February 2, 2021, marked the 50th anniversary of the signing of the Ramsar Convention on Wetlands, in Ramsar, Iran. The day is also celebrated annually as the World Wetlands Day. The Ramsar Convention on Wetlands is the intergovernmental treaty that provides the framework for the conservation and wise use of wetlands and their resources.
The contracting parties to the Ramsar Convention on Wetlands recognise the fundamental ecological functions of wetlands as regulators of water regimes and as habitats supporting a characteristic flora and fauna and that wetlands constitute a resource of great economic, cultural, scientific, and recreational value, the loss of which would be irreparable.
The Convention uses a broad definition of wetlands. It includes all lakes and rivers, underground aquifers, swamps and marshes, wet grasslands, peatlands, oases, estuaries, deltas and tidal flats, mangroves and other coastal areas, coral reefs, and all human-made sites such as fish ponds, rice paddies, reservoirs and salt pans.
Ramsar Convention defines the ‘wise use’ of wetlands as “the maintenance of their ecological character, achieved through the implementation of ecosystem approaches, within the context of sustainable development”. Ecosystem approach requires consideration of the complex relationship between various ecosystem elements and promotion of integrated management of land, water and living resources.
Wise use, through an emphasis on sustainable development, calls for resource use patterns which can ensure that human dependence on wetlands can be maintained not only in the present but also in the future. Seen in totality, wise use is about maintaining and enhancing wetland values and functions to ensure the maintenance of the flow of benefits from wetlands (their ecosystem services) from an intergenerational equity point of view.
The Convention entered into force in India on 1 February 1982. India currently has 42 sites designated as Wetlands of International Importance (Ramsar Sites), with a surface area of 1,081,438 hectares. As part of the Convention, India has reiterated its commitment towards conservation, restoration and management of its wetlands. On the occasion of the World Wetlands Day on February 2, 2021, the Indian Minister of State for Environment, Forest and Climate Change, Babul Supriyo announced the establishment of a Centre for Wetland Conservation and Management (CWCM), as a part of the National Centre for Sustainable Coastal Management (NCSCM), Chennai, an institution under the Ministry. The event was attended virtually by NCSCM, State Wetland Authorities and the knowledge partners of the Wetland Division.
The Centre will help in building partnership and networks with relevant national and international agencies would serve as a knowledge hub and enable exchange between State/Union Territories (UT) Wetland Authorities, wetland users, managers, researchers, policy-makers and practitioners.
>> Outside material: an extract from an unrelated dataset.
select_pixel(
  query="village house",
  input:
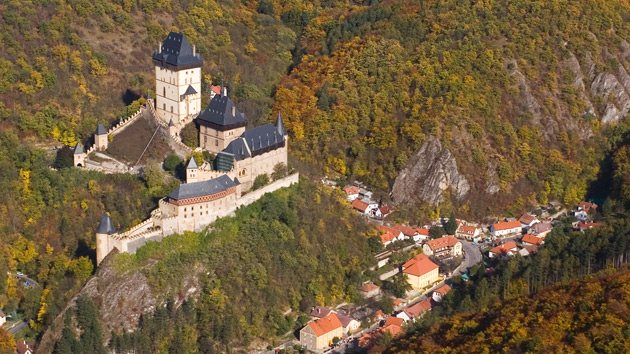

The Centre would also assist the national and State/ UT Governments in the design and implementation of policy and regulatory frameworks, management planning, monitoring and targeted research for its conservation.
Speaking at the launch, the Indian Minister of State for Environment highlighted the importance of wetlands in providing various ecosystem services. “The dedicated Centre which is launched today would address specific research needs and knowledge gaps and will aid in the application of integrated approaches for conservation, management and wise use of the wetlands,” Supriyo remarked.
India is committed towards the protection of its wetlands and in 2020, published guidelines to support state governments in the implementation of the Wetlands (Conservation and Management) Rules, 2017, that had decentralised wetlands management by giving states powers to not only identify and notify wetlands within their jurisdictions but also keep a watch on prohibited activities.
The 2020 guidelines clarified that all wetlands, irrespective of their location, size, ownership, biodiversity, or ecosystem services values, can be notified under the Wetlands Rules 2017, except river channels, paddy fields, human-made waterbodies specifically constructed for drinking water, aquaculture, salt production, recreation, irrigation purposes, wetlands falling within areas covered under the Indian Forest Act, 1927, Forest (Conservation) Act, 1980, Wildlife (Protection) Act, 1972 and the Coastal Regulation Zone Notification, 2011.